1. Représentation de la parole et de la pensée au moyen de signes graphiques.
2. Acte d’écrire des textes, des œuvres.
Y a-t-il un sens dans l’action d’écrire, qui serait entièrement indépendant du contenu? Une sédimentation du temps de l’écriture? Une signification qui pourrait apparaître dans la ligne écrite elle-même? Y a-t-il quelque chose qui est propre à l’écriture de l’écriture, de toute écriture, peu importe son lexique? Ce sont là quelques‐unes des questions que pose «L’écriture de l’écriture».
Chacune des œuvres de l’exposition incarne ainsi la quête d’un sens en dehors de la signification conventionnelle des signes scripturaux. Poètes ou artistes, russes ou tunisiens, formés aux beaux- arts, au conservatoire de musique ou autodidactes, les artistes réunis dans l’exposition se ressemblent peu par leur parcours, leur culture, leur génération et, même, leurs alphabets (qui comptent 26, 28 et 33 lettres, respectivement).

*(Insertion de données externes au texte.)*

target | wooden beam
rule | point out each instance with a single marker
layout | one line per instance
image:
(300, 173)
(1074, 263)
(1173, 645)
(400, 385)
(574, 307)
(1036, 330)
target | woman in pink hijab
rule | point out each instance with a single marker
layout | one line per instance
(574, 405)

Ce qui les rapproche est un intérêt pour les formes de l’écriture en deçà de la signification conventionnelle. Lorsqu’on écrit pour communiquer, la visée est utilitaire: il s’agit de faire passer un message, moyennant le sens des mots utilisés. Or, il existe des écritures dont l’objectif n’est pas de faire comprendre les pensées qu’elles expriment, qui ne cherchent pas à communiquer un message moyennant des codes appris. Leur schéma de références est privé — ou il n’y en a pas. Ecrire ainsi ce n’est pas assembler les symboles d’une écriture (par exemple latine, arabe ou cyrillique) de façon nouvelle et potentiellement inouïe. C’est chercher le sens ailleurs: dans les formes scripturales elles‐ mêmes, en-deçà d’un langage commun, ou alors dans l’action qui les a fait exister. Celle-ci implique un corps et un temps propre, généralement oubliés face au texte qu’on lit.

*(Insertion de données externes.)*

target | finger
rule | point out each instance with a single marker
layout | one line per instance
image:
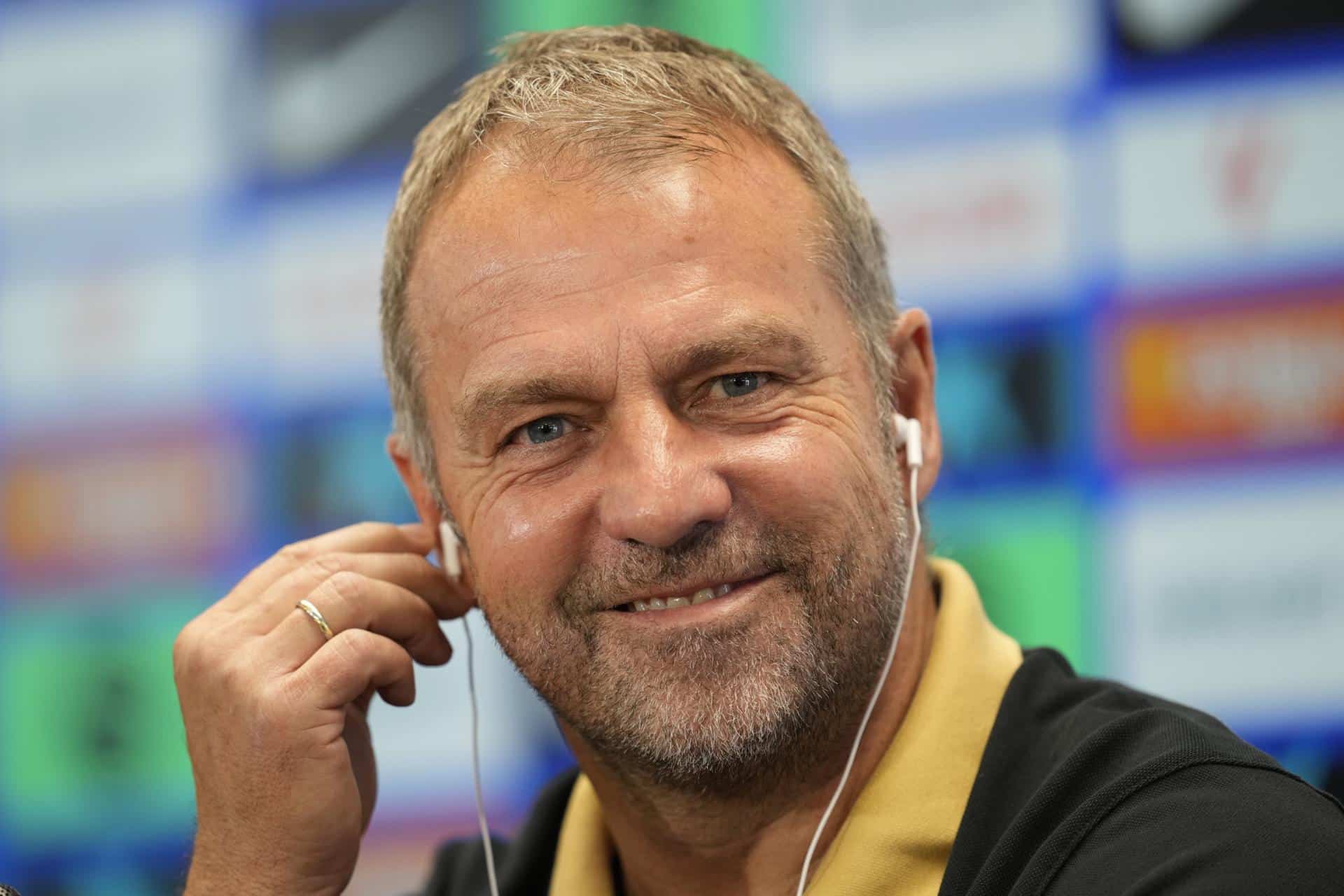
(353, 601)
(362, 538)
(353, 663)
(410, 571)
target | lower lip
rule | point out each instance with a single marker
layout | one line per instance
(699, 613)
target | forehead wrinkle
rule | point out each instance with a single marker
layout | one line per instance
(495, 270)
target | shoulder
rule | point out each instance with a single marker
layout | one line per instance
(1074, 764)
(522, 864)
(1212, 828)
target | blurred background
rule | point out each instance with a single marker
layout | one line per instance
(1126, 220)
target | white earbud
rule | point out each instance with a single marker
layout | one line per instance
(448, 551)
(910, 438)
(910, 435)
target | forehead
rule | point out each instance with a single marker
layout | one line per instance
(522, 260)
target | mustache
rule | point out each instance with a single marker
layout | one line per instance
(710, 554)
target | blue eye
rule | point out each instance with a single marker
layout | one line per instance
(545, 429)
(737, 384)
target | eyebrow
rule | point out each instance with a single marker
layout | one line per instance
(483, 403)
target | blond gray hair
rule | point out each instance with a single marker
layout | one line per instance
(625, 99)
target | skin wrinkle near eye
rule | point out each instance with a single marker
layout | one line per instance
(487, 402)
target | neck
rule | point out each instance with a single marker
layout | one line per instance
(676, 843)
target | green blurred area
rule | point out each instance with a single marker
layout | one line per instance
(743, 26)
(1030, 556)
(93, 742)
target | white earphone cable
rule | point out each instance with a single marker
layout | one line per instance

Comme c’est rarement un pur esprit qui a écrit, ce n’est pas non plus un esprit seul qui lit. Ecriture et lecture sont incarnées et se déroulent dans l’espace et le temps. Car s’il y a un temps de l’écriture, la Schreibzeit dont parle Hanne Darboven, un écrit propose toujours aussi une Lesezeit, comme un programme temporel à activer lors de la lecture. Autrement dit: l’écrit n’est spatial qu’en surface. En profondeur, il est doublement temporel. Or, l’hypothèse d’un sens qui ne serait pas celui des mots n’est que rarement la première que fait un récepteur.
Culturellement renforcée, la signification lexicale risque toujours d’écraser les autres, pour le lecteur ordinaire autant que le savant: hors du texte point de salut, affirmait Greimas. Il s’intéressait aux dispositifs linguistiques du texte et aux structures narratives qui s’y manifestent.
Mais l’écriture n’est pas le texte (et vice-versa). Ce n’est qu’à condition que le sens conventionnel ait été évacué que l’attention du lecteur peut être déportée. Car l’accès au sens d’un mot reconnu est automatique et précède notre compréhension consciente. Pour nous permettre de voir l’écriture en deçà de l’écrit, la mise à mal du sens conventionnel est donc indispensable.
Lorsque le sens lexical des mots disparaît, autre chose peut se faire jour, une forme, un mouvement, un rythme, une temporalité. En littérature, c’est la poésie qui se rapproche le plus du projet des artistes qui n’écrivent pas seulement pour dire les mots, mais aussi pour donner à voir et à vivre leur agencement. Ce n’est donc pas un hasard que deux des artistes de l’exposition sont des poètes. Et si, malgré la diversité des approches, quelque constante, imprévisible en amont, venait ici à apparaître, il se pourrait bien que ce soit là le propre de l’écriture de l’écriture.